I’ve audited 6 different competitors, looking at their content types, formats, and UX. One thing is incredibly clear: written content alone is not enough. There are 4 primary content types coming through across most of the larger brand content plays I’m seeing. Here is what those are:
- Multimedia content:
These are usually podcasts, videos, and newsletters. All of them heavily branded, heavily promoted, and appearing as extensions of the company itself. This is the “media company” vibes folks have been talking about all over LinkedIn. Really though, it’s a brand play to grow awareness for their out-of-market audience and earn their spot in the consideration set when that out-of-market audience moves in-market.
This is typically top of funnel content.
- SEO content:
SEO isn’t dead––but it is changing. Top of funnel SEO is harder to win these days (and has been for a while). Middle and lower funnel SEO is crucial for brands. Problem-aware prospects will search for answers to questions and they will continue to do so through the evaluation stage. You need to show up when they do that. This is blogs. This is tools. This is glossaries. This is also about UX and information architecture.
This is typically middle of funnel content.
- Original content:
Original content is what brands are using in their campaigns. These are highly produced and branded assets that typically live behind a gate (but not always). Think online conferences, data reports, benchmarks, trends. This is where brands are turning the audiences they’re building in multimedia and SEO content into leads, and building their prospect list. From there, you can work on reducing time to close.
This is usually bottom of funnel content (at least for lead gen, not necessarily conversion to customer).
- Product-focused content:
Product-focused content isn’t always produced by content marketing or strategy teams. Your customer education team is often focused here, but this extends into marketing content, too. It includes case studies, product news, landing pages, education content, and help center content. This is a crucial content area for prospects in the evaluation and onboarding stage, and for long-term customer health, growth and retention.
Wrapping it all up
As you build your FY25 strategy, build each of these content types into your plan. And remember: these are not necessarily mutually exclusive. You can repurpose many of these types of content for another type.

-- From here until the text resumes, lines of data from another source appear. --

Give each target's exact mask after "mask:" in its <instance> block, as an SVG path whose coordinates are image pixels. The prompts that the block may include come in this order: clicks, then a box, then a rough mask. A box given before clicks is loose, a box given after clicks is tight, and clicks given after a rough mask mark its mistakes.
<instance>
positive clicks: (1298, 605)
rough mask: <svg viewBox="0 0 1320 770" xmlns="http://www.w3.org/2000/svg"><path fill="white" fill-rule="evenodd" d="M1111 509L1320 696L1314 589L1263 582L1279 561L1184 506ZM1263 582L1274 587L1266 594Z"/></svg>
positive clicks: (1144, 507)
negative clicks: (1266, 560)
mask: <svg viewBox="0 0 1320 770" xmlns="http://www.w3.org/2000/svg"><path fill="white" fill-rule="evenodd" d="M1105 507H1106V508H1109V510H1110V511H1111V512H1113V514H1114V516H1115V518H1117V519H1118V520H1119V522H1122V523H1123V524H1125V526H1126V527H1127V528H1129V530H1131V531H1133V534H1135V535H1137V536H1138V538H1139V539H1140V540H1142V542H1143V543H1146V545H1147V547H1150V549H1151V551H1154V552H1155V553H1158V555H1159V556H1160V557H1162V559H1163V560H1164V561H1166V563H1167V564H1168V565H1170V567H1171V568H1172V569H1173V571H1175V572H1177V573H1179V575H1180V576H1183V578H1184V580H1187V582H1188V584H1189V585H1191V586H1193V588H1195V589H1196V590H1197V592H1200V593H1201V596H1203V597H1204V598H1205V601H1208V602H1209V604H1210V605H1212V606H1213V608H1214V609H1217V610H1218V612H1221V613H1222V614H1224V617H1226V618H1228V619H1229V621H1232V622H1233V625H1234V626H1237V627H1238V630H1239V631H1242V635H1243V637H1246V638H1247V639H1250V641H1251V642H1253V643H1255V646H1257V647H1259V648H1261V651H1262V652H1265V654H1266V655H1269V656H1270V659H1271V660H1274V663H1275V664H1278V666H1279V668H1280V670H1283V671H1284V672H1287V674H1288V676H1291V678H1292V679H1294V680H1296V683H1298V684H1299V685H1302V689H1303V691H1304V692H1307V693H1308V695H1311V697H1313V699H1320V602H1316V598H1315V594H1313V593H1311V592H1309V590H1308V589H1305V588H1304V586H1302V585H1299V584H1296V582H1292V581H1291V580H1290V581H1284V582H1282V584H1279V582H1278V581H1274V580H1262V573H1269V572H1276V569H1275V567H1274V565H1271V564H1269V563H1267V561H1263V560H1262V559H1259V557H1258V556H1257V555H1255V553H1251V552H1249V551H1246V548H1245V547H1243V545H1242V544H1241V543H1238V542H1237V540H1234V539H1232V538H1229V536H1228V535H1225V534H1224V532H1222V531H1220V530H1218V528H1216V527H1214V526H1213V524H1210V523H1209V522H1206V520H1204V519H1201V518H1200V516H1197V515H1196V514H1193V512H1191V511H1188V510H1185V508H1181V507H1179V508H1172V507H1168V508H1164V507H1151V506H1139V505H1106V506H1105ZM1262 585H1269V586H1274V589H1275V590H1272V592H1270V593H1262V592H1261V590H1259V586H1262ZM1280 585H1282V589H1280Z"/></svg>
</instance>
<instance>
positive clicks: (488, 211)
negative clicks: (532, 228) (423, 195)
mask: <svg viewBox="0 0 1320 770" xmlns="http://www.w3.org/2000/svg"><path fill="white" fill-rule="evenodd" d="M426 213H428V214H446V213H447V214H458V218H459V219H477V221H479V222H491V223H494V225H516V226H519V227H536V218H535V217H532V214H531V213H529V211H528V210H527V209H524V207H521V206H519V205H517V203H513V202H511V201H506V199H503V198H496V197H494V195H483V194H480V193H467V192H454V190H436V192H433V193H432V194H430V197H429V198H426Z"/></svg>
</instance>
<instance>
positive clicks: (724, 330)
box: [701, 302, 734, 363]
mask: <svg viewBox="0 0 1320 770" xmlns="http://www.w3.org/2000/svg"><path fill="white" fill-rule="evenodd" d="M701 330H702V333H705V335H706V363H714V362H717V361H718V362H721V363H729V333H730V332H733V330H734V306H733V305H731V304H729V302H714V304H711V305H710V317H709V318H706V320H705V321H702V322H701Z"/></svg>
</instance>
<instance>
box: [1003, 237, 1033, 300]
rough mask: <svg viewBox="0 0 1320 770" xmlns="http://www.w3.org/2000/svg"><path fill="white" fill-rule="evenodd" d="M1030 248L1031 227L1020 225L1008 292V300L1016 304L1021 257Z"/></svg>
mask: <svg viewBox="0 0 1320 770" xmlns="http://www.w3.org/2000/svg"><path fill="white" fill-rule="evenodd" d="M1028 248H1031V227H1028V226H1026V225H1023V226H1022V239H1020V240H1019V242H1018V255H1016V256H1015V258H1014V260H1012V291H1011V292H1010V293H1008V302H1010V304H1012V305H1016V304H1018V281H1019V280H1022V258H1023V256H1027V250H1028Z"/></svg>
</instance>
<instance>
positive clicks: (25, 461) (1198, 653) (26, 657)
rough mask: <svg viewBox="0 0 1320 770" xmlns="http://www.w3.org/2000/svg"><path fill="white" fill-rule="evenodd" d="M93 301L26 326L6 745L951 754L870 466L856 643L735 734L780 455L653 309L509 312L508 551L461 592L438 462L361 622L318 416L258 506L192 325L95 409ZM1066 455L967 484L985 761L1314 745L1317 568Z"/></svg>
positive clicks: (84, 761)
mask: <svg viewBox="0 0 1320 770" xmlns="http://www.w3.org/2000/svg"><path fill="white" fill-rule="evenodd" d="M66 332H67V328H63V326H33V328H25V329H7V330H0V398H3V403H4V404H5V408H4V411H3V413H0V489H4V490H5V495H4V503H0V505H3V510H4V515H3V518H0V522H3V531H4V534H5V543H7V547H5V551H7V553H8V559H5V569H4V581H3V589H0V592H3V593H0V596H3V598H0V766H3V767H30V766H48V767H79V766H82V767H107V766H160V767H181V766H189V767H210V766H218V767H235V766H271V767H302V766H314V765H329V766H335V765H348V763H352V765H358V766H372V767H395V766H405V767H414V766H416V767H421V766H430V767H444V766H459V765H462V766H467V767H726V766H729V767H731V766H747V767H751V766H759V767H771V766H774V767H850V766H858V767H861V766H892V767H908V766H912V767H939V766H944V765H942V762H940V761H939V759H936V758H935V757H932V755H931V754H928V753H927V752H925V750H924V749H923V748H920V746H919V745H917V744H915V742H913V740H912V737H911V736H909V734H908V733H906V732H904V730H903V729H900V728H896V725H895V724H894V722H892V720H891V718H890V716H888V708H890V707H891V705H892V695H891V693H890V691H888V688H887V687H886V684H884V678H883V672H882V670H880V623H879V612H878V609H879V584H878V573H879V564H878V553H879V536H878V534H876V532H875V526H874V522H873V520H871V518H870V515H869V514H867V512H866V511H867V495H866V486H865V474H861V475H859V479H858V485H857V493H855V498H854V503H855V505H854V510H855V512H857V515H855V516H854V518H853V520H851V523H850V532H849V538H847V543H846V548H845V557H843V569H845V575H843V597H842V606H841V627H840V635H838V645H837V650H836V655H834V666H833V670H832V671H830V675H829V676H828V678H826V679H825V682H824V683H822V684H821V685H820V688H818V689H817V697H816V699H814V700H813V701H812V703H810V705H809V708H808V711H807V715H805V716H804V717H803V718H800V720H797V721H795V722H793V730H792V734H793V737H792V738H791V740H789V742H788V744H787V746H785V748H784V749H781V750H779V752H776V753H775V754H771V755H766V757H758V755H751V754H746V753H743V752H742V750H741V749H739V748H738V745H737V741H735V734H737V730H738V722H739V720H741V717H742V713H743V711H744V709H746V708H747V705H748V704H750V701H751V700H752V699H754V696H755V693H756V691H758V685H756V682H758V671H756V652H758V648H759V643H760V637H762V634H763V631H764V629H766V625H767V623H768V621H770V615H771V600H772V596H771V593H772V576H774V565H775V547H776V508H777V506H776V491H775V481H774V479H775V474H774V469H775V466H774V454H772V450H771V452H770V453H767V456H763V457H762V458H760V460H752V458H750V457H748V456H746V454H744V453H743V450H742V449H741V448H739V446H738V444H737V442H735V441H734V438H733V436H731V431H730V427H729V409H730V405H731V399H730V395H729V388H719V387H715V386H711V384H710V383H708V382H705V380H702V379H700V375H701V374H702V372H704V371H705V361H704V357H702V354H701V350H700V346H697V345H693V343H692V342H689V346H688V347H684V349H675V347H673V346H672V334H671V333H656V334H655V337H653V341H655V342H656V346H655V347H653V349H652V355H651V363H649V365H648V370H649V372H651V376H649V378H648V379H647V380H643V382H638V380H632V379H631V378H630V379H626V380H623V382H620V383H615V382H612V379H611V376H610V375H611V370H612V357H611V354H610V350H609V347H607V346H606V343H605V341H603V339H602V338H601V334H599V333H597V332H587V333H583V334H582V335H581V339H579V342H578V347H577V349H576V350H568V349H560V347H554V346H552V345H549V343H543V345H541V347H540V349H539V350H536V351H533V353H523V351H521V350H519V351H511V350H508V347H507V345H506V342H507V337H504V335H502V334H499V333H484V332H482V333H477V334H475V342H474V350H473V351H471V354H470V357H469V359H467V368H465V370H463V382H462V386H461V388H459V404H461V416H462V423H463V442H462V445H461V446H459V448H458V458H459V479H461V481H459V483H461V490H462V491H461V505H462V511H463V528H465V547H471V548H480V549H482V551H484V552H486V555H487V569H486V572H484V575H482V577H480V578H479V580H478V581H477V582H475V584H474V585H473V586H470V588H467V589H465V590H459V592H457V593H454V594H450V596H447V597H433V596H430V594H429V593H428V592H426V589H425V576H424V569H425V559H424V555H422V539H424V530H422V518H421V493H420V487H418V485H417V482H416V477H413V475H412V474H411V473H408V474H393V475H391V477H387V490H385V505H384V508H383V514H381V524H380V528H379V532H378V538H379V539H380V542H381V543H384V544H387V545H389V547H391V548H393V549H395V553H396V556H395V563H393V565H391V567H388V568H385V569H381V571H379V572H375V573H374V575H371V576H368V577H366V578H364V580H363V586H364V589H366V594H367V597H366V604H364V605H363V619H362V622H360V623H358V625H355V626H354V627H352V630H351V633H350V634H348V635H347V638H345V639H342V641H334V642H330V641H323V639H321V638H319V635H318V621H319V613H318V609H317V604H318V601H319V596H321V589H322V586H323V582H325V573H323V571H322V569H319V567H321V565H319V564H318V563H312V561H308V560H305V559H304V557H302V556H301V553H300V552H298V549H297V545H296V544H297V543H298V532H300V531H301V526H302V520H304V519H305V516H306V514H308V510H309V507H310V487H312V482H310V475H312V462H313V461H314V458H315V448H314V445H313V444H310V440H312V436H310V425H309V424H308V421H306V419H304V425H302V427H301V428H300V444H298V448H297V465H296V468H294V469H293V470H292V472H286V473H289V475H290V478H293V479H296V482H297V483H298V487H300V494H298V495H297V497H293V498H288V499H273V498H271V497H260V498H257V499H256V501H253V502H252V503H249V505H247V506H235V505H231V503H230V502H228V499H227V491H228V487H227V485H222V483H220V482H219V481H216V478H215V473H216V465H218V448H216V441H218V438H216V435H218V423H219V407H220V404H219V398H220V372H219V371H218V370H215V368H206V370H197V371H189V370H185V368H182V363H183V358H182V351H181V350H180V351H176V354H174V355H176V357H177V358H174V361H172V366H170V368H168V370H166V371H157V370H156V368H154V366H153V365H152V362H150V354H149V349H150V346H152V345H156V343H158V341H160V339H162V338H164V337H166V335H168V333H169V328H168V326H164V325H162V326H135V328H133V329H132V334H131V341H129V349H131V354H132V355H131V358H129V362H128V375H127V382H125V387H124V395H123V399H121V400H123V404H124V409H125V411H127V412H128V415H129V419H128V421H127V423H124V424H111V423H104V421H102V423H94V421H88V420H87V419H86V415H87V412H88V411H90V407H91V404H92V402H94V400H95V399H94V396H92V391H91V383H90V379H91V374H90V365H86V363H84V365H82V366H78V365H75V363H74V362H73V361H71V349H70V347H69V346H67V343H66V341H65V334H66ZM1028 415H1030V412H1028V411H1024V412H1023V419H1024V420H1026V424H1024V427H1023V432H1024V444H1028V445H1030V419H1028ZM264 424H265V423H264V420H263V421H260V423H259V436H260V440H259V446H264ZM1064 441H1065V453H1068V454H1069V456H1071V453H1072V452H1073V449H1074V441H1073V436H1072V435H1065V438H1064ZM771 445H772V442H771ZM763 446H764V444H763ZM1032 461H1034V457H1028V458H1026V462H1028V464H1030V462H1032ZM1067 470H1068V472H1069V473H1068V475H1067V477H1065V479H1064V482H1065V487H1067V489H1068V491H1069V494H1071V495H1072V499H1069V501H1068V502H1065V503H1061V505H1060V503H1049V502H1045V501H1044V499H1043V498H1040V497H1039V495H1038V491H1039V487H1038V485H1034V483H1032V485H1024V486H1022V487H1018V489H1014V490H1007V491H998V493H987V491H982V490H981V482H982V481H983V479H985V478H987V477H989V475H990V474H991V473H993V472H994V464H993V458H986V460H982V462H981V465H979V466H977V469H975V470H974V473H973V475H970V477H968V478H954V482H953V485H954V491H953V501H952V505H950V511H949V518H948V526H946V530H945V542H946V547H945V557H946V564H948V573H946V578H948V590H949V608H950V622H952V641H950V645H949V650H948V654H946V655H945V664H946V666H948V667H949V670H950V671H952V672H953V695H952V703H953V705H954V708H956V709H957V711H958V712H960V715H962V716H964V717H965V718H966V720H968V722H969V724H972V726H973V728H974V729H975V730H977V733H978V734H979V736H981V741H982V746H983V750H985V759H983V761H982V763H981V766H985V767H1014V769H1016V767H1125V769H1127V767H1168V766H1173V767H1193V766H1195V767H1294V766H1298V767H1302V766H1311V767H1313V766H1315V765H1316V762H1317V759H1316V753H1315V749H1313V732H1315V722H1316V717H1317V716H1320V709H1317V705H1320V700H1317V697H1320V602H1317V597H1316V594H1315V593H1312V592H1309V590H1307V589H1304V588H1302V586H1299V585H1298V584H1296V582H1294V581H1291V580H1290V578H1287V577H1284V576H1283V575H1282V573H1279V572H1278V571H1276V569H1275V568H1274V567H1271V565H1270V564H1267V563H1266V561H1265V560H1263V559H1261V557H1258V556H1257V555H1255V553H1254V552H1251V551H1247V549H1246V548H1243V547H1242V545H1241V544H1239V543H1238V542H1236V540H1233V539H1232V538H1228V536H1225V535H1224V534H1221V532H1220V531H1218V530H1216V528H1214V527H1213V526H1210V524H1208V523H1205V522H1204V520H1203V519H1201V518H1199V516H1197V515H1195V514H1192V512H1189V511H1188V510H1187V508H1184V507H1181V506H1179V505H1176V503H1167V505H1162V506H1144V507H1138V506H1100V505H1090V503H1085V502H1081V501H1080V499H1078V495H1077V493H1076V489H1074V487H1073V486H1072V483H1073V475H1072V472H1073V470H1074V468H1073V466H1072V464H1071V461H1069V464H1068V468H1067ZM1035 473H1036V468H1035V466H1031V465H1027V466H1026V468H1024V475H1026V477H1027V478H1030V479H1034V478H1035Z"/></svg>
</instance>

Whatever you do––be thoughtful about the funnel you build and where you allocate you and your team’s time.
You need to prime your out-of-market audience if you want to end up in the consideration set from the get go. You also need to build a funnel for those folks who will research everything themselves, before they ever submit their email to your company (which is why you need to show up on Google). And finally, you need high-quality value exchange that builds your lists and gets you data to prove that content drives revenue, ideally faster than if a prospect didn’t consume it.